Cronaca locale

Musocco, la metropoli dei morti dimenticati

Era il bosco dei briganti. Oggi vi abitano mezzo milione di anime Evita e il Duce riposarono qui tra partigiani, ebrei e repubblichini

Profuma di folla, il tempio dell'assenza. Eterna immensità di «ei fu». Oltre mezzo milione di persone oggi abitano quel silenzio. Perpetuo. Da dove ogni tanto qualcuno trasloca. Seppur non di propria iniziativa. In fondo, anche la morte è vita. E nulla finisce per sempre. Perché non si muore davvero finché esiste al mondo qualcuno che ricordi. E il segreto dell'immortalità è un pensiero.

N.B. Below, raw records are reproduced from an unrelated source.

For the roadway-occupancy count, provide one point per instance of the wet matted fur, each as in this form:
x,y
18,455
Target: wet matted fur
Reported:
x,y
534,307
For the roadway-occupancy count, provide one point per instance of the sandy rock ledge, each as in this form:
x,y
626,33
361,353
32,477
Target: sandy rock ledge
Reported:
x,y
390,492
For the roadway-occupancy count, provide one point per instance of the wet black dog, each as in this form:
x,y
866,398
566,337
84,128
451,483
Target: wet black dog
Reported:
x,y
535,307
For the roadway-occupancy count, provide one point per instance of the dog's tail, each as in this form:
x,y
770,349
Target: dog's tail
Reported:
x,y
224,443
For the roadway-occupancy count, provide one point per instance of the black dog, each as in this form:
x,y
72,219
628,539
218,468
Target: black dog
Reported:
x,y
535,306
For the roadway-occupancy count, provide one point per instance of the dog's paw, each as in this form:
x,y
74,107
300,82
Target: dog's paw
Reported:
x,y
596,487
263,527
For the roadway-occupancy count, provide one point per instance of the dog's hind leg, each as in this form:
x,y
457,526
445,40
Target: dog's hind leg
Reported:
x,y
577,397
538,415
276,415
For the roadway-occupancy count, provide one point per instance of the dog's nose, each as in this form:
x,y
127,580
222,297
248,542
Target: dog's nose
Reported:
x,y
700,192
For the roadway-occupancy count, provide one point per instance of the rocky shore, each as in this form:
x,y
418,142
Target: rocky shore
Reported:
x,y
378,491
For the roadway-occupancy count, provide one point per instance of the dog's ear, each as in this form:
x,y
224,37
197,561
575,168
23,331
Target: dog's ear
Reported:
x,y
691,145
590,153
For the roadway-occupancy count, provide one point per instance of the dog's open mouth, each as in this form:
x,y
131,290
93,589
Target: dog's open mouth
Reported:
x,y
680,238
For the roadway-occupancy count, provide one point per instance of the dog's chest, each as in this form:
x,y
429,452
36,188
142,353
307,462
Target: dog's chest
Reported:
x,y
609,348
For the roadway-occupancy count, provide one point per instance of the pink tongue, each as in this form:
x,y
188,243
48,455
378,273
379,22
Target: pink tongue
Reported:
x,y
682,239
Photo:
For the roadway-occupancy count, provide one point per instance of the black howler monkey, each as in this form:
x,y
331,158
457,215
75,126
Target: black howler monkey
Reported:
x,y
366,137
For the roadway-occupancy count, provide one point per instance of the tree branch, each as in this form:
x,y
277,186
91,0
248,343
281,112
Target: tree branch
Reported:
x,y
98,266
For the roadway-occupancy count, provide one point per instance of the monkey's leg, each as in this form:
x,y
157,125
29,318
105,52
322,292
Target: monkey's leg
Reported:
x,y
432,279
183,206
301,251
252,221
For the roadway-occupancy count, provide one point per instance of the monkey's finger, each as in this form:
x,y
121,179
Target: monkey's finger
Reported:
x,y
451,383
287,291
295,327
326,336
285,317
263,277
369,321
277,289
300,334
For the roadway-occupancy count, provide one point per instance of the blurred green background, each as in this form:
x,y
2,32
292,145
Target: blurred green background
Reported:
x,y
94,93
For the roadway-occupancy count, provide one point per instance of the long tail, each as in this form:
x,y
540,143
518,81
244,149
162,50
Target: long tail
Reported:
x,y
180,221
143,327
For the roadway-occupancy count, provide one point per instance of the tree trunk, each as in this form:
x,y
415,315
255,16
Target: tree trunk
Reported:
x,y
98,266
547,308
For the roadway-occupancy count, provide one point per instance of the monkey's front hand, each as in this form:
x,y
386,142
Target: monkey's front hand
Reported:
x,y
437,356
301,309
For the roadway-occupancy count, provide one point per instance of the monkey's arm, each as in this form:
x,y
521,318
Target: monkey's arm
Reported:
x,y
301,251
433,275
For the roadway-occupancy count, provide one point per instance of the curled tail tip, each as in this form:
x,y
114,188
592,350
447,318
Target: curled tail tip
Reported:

Insolente. Vigliacco. Dolce.

Un tempo lontano era un bosco. La Merlata, si chiamava. Era il nome del torrente che lo attraversava. E, dopo lunghi chilometri, si sposava con il Lambro. Una terra inospitale. Fatta di acquitrini. Paludosa. Patria del nulla e di briganti. Il Trentuno. Il Girometta. Lo Zopeghetto. Il Ferracino. Rigoletto. Scagnozzi al soldo di Giacomo Legorino e Batista Scorlino. Rapinavano chi vi si arrischiava. Lo uccidevano. E si spartivano bottini, fatti di fiorini e scudi d'oro.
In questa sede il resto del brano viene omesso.